Rather, other sections of the contract determine the entitlement to the earnest
money in situations other than the failure to meet the completion date. In the Addendum to the Agreement, paragraph
13 provides that if Kirby Tower is in default, Markovsky’s sole remedy—if she
does not elect in writing to enforce specific performance within 30 days of
written notice of Kirby Tower’s default—is to treat the Agreement as terminated
and receive a refund of all payments that are not designated non-refundable
under the Agreement. A similar provision
states that Kirby Tower is entitled to the earnest money and all other
refundable amounts as liquidated damages if Markovsky is in default. For Kirby Tower to have properly asserted a
claim to the earnest money, it needed to do more than merely deny Markovsky’s
claim of the breach of the completion date provision of the contract. A claim for the earnest money based on
Markovsky’s breach required a pleading separate and apart from pleadings
concerning Kirby Tower’s failure to complete or the defensive issues of mutual
mistake and waiver. Howell, therefore, does not apply.

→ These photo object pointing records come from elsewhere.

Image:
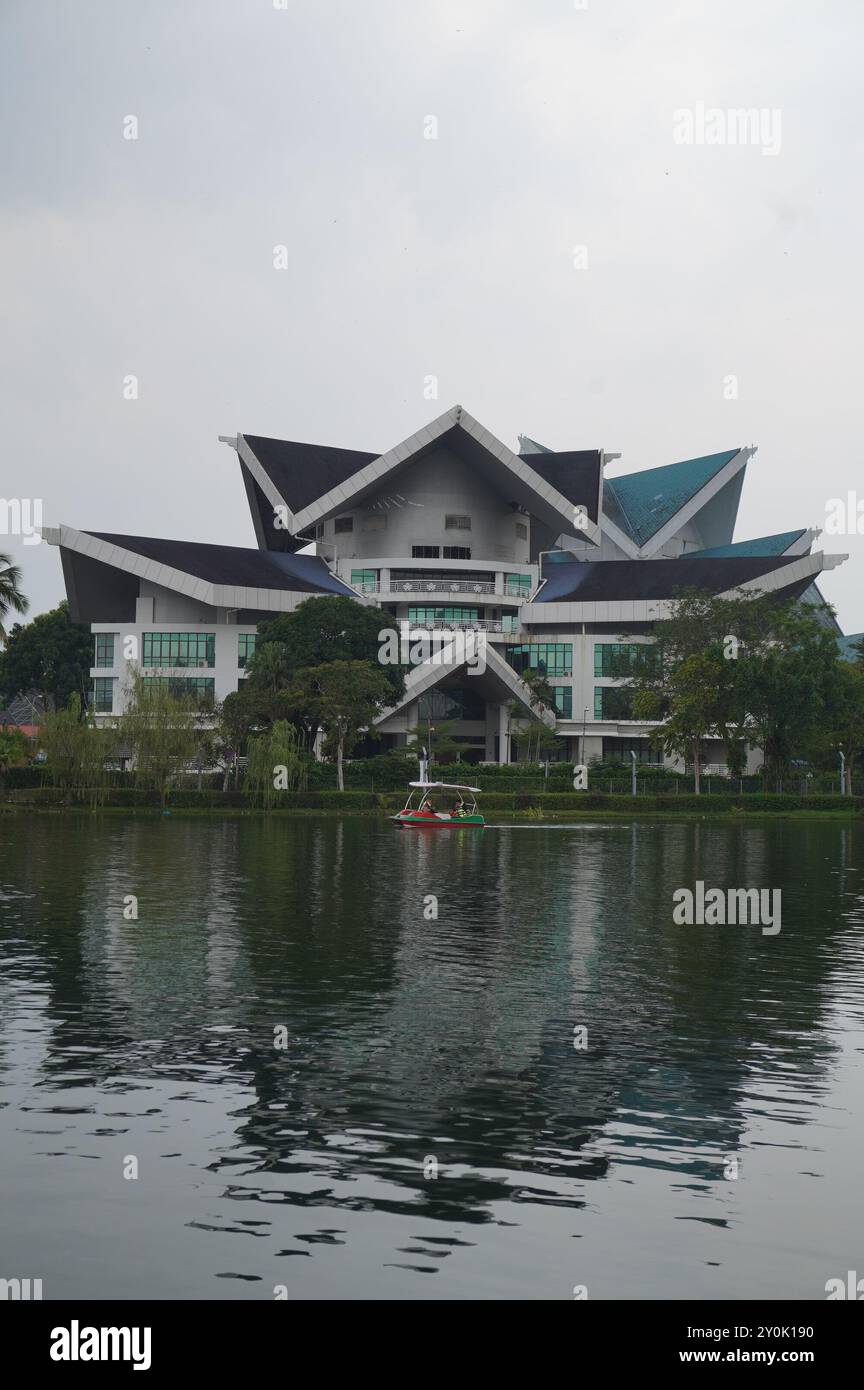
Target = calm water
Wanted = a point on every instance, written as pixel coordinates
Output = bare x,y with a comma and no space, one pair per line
413,1040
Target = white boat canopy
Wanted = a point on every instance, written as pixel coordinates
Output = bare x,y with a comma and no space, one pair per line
445,786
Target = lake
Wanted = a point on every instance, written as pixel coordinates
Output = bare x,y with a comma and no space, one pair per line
327,1058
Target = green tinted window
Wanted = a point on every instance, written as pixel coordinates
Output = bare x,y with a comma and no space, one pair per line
179,649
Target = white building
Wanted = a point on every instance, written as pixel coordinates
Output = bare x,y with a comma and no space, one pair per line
449,530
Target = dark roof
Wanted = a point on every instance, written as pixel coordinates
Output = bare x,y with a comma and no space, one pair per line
599,580
574,473
302,473
849,644
234,565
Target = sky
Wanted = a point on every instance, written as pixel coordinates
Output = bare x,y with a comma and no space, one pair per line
497,195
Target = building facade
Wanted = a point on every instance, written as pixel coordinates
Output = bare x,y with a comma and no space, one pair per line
547,566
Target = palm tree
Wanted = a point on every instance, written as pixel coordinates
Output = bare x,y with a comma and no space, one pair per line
10,591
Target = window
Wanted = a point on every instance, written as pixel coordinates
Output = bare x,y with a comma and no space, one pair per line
200,688
618,751
104,649
625,658
546,658
103,695
179,649
613,702
450,704
563,697
364,580
442,615
246,648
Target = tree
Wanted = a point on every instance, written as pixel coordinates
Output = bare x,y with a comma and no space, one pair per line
52,655
743,669
691,705
277,762
161,731
845,719
14,751
343,698
77,751
784,685
10,591
334,628
689,679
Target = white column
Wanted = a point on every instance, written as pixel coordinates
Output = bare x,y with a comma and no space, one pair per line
503,736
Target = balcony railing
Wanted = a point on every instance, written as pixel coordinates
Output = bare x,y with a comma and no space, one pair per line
466,587
477,626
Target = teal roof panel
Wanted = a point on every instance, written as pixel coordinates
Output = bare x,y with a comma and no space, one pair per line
641,503
759,545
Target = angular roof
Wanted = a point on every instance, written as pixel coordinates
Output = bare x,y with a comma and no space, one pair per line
574,473
846,645
104,571
302,473
311,483
641,503
231,565
759,545
591,581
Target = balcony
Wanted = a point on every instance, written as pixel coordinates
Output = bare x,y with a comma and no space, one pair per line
467,588
493,626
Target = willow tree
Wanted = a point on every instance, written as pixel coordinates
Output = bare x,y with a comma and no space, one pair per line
14,751
277,762
77,751
160,731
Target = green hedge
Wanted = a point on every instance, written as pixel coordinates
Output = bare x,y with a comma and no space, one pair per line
493,801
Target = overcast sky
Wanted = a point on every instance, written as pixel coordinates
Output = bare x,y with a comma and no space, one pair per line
304,127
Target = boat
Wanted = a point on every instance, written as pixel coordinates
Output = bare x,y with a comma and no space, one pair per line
420,813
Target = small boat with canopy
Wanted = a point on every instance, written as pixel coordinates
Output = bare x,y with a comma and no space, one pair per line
432,805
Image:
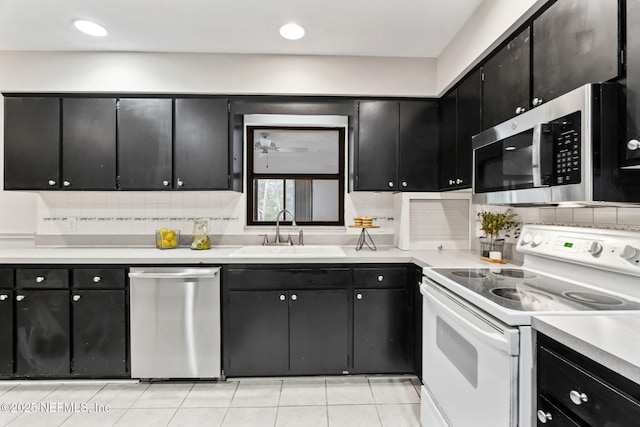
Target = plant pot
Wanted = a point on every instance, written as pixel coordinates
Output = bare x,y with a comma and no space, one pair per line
489,244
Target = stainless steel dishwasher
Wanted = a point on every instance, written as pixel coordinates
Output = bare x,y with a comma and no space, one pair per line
175,322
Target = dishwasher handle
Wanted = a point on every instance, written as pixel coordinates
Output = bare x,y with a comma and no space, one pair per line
175,274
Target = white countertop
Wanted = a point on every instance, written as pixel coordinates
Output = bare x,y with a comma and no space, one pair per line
220,255
611,340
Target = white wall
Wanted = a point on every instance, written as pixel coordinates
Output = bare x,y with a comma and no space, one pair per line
491,23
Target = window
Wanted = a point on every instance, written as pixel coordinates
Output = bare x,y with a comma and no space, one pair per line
300,169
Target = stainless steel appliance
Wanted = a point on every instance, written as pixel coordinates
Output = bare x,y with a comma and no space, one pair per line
477,338
565,151
175,322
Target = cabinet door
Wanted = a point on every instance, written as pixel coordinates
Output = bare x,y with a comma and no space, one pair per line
318,327
144,143
31,143
89,143
6,334
258,333
201,144
381,331
506,81
575,42
448,135
632,151
377,146
418,146
469,123
99,333
42,333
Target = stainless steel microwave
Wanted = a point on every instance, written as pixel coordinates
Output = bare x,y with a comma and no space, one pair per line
563,152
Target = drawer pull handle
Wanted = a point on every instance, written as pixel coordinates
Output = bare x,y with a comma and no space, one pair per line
577,397
543,417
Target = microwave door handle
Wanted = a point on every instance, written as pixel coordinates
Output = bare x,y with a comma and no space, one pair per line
536,152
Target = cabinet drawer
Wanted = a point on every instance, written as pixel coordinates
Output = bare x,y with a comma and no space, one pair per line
287,278
377,277
42,278
6,278
548,414
99,278
598,403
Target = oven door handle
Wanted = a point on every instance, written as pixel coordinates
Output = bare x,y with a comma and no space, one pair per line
499,342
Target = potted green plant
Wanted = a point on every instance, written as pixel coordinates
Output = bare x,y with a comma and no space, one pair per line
493,224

Second, Kirby Tower also asserts that
“[i]t is undisputed that Markovsky terminated the contract claiming she had a
right to do so based upon Kirby’s breach.”
Accepting these assertions as correct, it still does not relieve Kirby
Tower of the burden of pleading its cause of action. See
Hartford Fire Ins. Co., 287 S.W.3d at 779; see also Cunningham, 660 S.W.2d at 813; Webb
v. Glenbrook Owners Ass’n, Inc., 298 S.W.3d 374, 380 (Tex. App.—Dallas
2009, no pet.) (“A judgment that is not
supported by any pleading or tried by consent is void.”).
We
sustain Markovsky’s first issue.
Conclusion
We
reverse that portion of the trial court’s judgment that states Kirby Tower is
entitled to the $300,000.00 earnest money plus accrued interest and orders the
title company to release the earnest money to Kirby Tower. We affirm the remainder of the judgment and
remand the cause to the trial court for further proceedings consistent with
this opinion.
Rebeca
Huddle
Justice
Panel consists of Chief
Justice Radack and Justices Bland and Huddle.